Sebadoh played songs from their albums Bakesale and Harmacy to a relatively empty Velvet Jones Monday.

The group, touring in support of their new T-shirt (Lou Barlow joked — they haven’t had a new album in the past 11 years), stumbled through a loose, shambolic set that nonetheless drew rave reactions from the assembled crowd.

Featuring a new drummer, who actually turned out to be the only problem-free aspect of the show, Sebadoh encountered myriad technical problems throughout their set.

First, Barlow couldn’t keep his wind through a song, blaming heart medication he took two days ago. “Too much information,” he said, and laughed after the audience failed to react to his news.

Of course, upon hearing him laughing, the audience itself erupted in peals of laughter.

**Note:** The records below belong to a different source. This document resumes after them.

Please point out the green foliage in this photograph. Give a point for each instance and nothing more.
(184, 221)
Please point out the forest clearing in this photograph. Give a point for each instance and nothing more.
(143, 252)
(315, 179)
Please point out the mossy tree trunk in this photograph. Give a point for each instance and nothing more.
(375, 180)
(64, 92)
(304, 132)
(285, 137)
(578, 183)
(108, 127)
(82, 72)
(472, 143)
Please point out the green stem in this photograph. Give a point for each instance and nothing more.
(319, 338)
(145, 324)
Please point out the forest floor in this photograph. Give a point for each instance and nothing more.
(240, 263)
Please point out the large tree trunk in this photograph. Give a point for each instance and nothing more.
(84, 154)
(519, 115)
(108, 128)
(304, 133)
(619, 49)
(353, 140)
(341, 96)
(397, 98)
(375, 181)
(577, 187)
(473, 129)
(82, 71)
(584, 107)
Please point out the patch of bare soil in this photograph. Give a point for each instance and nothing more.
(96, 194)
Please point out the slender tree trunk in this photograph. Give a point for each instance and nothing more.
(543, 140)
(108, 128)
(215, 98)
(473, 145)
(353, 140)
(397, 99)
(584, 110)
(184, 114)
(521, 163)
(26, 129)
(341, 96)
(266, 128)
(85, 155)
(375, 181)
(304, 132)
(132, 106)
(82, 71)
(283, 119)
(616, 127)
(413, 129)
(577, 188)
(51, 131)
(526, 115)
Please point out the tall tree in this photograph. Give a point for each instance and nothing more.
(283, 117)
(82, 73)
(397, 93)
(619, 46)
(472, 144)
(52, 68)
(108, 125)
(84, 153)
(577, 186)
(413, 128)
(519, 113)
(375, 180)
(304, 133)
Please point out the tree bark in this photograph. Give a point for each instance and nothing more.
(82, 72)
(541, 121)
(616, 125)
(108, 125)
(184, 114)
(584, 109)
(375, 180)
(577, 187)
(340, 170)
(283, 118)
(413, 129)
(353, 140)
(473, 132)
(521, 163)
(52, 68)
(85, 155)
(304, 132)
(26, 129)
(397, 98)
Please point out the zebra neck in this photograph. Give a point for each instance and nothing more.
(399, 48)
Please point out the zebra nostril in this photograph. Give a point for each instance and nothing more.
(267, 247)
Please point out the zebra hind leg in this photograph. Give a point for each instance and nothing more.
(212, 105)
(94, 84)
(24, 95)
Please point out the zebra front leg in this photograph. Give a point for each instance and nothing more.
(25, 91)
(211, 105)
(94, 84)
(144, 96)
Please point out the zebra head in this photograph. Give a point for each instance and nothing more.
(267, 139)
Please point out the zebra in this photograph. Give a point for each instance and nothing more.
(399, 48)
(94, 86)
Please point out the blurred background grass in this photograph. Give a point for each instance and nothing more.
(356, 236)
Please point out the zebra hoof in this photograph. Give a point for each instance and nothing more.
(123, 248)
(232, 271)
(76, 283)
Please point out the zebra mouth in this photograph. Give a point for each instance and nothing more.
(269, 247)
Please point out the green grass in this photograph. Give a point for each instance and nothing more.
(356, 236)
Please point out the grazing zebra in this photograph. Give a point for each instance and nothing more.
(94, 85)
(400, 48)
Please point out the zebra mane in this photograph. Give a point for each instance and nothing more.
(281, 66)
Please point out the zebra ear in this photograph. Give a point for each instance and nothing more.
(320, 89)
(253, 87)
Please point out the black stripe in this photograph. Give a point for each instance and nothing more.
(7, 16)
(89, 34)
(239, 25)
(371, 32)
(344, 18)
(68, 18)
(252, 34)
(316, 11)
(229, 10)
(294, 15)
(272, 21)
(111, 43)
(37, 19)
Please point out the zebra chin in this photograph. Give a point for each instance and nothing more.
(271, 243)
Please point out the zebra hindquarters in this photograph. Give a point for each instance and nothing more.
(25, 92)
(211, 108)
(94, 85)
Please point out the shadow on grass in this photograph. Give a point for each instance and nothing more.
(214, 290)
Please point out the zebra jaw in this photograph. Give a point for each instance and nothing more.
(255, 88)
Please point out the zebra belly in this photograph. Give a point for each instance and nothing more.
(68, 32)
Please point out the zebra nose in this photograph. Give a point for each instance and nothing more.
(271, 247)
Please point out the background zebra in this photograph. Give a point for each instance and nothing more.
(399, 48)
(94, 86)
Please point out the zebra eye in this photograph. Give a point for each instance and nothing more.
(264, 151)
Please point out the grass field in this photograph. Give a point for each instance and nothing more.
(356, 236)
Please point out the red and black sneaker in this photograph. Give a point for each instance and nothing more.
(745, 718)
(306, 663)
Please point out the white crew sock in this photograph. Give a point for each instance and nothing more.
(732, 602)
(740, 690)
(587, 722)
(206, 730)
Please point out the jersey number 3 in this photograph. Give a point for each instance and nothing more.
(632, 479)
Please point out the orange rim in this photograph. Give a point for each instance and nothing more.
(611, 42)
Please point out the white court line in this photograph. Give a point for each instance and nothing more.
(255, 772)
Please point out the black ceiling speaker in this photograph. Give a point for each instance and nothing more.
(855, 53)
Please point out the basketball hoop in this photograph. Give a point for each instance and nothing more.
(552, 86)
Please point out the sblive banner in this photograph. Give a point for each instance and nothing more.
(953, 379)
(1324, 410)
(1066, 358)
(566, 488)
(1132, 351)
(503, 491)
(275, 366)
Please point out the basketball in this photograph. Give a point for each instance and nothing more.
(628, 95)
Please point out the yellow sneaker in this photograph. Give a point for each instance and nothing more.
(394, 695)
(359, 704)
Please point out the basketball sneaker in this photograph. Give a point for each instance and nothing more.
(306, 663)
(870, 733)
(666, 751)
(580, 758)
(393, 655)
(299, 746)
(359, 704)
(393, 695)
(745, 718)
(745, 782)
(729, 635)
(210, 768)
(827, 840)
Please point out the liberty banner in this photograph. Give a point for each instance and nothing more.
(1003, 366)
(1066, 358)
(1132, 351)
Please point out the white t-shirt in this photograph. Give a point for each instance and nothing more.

That was sort of a theme, and something endemic to all concerts featuring bands with cult followings. (And I think it is fair to call Sebadoh’s following at least cultish — the audience seemed full of people that have been fans since the band was producing music regularly.) Whenever the lead singer of one of these bands says anything, the entire audience erupts in torrents of laughter roughly equivalent to the death-inducing chuckles brought on by Monty Python’s “Funniest Joke in the World.” I’m actually kind of stunned that nobody has keeled over at a Roger Waters show as a result of him mumbling something incoherent about “The Wizard of Oz.”

After his breath issue, Barlow couldn’t keep his glasses from sliding off his face, and spent the concert squinting into the microphone and fumbling with the five strings on his guitar. I say five, and that’s not a misprint — one of his strings broke about a song into the set and went unreplaced throughout the rest of the 30-song set.
“Every time I take off my glasses someone I know says, ‘You think you look really cool without your glasses on,’” Barlow said.

Again, the audience laughed like they were serving whippits instead of beer at the bar.

But despite these problems, and despite their substandard speakers, Sebadoh still delivered a pretty darn good set. Opening with “Magnet’s Coil” and playing such songs as “License to Confuse,” the band played for around an hour and a half, and Loewenstein switched places seamlessly with Barlow. You may call me a fanboy, and you may be (read: almost certainly are) right, but seeing the band play live after all these years was a treat. Fighting through a set of problems that would derail most less-experienced bands, Sebadoh pulled off the show with aplomb and left everyone pleased. Even with a set that omitted “Soul and Fire” and “The Freed Pig,” are you really going to find something better to do on a Monday?